Study of adsorbed gas films by electron diffraction
作者:
L.H. Germer,
E.J. Scheibner,
C.D. Hartman,
期刊:
Philosophical Magazine
(Taylor Available online 1960)
卷期:
Volume 5,
issue 51
页码: 222-236
ISSN:0031-8086
年代: 1960
DOI:10.1080/14786436008235838
出版商: Taylor & Francis Group
数据来源: Taylor
摘要:
Diffraction patterns of low energy electrons produced by a (111) face of a crystal of nickel have been accelerated sufficiently to show on a fluorescent screen, where they can be photographed. Various gases at low controlled pressures have been admitted to a clean surface, and the arrangements of atoms or molecules upon the surface deduced from their diffraction patterns.
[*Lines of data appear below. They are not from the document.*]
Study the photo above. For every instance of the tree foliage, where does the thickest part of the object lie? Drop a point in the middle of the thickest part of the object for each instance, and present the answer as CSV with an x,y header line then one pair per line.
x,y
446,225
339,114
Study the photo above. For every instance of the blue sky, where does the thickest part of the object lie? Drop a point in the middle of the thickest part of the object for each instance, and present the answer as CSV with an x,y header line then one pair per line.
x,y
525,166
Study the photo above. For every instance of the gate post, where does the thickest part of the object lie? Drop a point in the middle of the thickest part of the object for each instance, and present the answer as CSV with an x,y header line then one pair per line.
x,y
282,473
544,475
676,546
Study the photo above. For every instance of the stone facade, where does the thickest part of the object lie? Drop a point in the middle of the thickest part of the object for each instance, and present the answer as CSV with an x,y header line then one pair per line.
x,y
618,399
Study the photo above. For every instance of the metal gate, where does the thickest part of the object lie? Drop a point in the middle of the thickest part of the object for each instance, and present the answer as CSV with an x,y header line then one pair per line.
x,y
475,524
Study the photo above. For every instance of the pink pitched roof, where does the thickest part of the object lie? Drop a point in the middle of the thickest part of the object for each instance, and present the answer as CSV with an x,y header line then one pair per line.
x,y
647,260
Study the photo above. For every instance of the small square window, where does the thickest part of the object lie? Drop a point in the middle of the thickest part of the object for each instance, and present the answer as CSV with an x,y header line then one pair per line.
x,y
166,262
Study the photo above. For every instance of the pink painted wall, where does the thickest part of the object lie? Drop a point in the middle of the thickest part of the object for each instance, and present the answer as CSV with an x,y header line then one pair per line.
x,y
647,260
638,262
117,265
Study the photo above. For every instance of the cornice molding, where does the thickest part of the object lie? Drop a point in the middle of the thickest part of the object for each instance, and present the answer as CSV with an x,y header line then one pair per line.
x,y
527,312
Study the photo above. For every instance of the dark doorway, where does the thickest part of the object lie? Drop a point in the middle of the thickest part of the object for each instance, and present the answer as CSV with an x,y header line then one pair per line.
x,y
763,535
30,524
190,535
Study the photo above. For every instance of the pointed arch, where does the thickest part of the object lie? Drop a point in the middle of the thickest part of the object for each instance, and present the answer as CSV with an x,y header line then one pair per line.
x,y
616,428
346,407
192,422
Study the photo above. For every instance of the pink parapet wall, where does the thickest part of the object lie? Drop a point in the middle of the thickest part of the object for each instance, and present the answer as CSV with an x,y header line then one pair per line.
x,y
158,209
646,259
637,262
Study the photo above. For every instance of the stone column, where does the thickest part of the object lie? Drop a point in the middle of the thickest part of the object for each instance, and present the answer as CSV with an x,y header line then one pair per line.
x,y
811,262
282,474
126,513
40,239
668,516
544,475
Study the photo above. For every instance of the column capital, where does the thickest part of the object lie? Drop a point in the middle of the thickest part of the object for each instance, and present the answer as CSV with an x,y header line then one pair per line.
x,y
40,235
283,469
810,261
Molecules of CO are adsorbed at low pressures as monolayers. They form a single two-dimensional crystal having a spacing between molecules double that between surface nickel atoms; these molecules are completely removed from the surface by heating to 175°c. Experiments with nitrogen have produced a polycrystalline monolayer having the same structure as the CO crystal. (Because of low sticking probability adequate experiments to prove that the layer is really nitrogen are difficult and have not yet been satisfactorily completed. A new type of experimental equipment seems to be required which is now being constructed.) Crystal growth in this monolayer is induced by heating to 125°c; heating above 200°c results in transformation into one or the other of two polymorphic forms either of which is more stable than the original structure; heating to 300°c results in melting the monolayer without removing it, the crystalline structure returning upon cooling. Oxygen can be adsorbed in a layer several atoms or molecules thick; this shows no structure until annealed at 125°c after which the structure is that of the most complex of the polymorphic forms assigned to nitrogen; this complex structure is polycrystalline with very small individual crystals; its diffraction pattern is unchanged when the oxygen is reduced to a single monolayer by heating. No diffraction pattern has been obtained from hydrogen, although the presence of hydrogen is proved by rise in pressure when the crystal is subsequently heated.